疲れた夜のタリスカー
白川津 中々
■
クタクタに疲れてもう飲まなきゃ駄目だと思った。
帰り道の途中、少し外れて裏路地に入る。目当てはたまに使うBAR。明日もあるからとりあえず一杯だけ飲んで帰ろうと扉を開き、後悔。犇く酒飲みたち。薄暗い中で鮨詰めの蟒蛇。
「いらっしゃいませ」
セカンドの接客スマイルに指を一つ。「奥のカウンターへどうぞ」の案内。空きがあるのかと恐る恐る進むと確かに誰も腰掛けていない椅子が一つある。
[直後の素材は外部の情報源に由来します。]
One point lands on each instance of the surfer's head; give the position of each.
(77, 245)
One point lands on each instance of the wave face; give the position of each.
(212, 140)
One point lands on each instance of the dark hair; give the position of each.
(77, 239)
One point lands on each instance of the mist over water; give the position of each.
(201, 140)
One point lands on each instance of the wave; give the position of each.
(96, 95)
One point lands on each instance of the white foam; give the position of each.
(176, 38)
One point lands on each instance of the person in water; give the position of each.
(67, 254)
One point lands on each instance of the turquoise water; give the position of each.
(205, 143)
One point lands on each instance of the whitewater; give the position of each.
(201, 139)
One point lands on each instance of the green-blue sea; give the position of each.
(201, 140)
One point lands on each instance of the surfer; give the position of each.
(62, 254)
あるが、狭い。
「すみません」
詫びる必要もないのに隣客へ頭を下げ着席。ウェットタオルをもらったタイミングで頼むタリスカーストレート。飲むだけ飲んでさっさと店を出ようと思い待つ。待つ。待つ。来ない。当然だ。満席御礼絶賛カクテル作成中。俺のグラスは少なくとも今着手しているモーツァルトアイスクリームが完成した後。この店の特殊な器具を用いて拵えるアイスクリームをバーテンダーが取り出すのには一手間二手間かかる公算。タリスカーまではまだまだ。終電もある事だし長居などしたくはないが、「また来ます」と言って帰ってしまう勇気はない。時計と酒棚を見比べる手持ち無沙汰。カウンターに設置された蝋燭が幾分小さくなる頃に、ようやく「お待たせいたしました」とテイスティンググラスが置かれる。しかし、シングルショットを飲み終える時間くらいでこの繁盛に閑古鳥がやってくるわけはなく、支払いまでにまたしばらくかかるだろう。夜が、更けていく。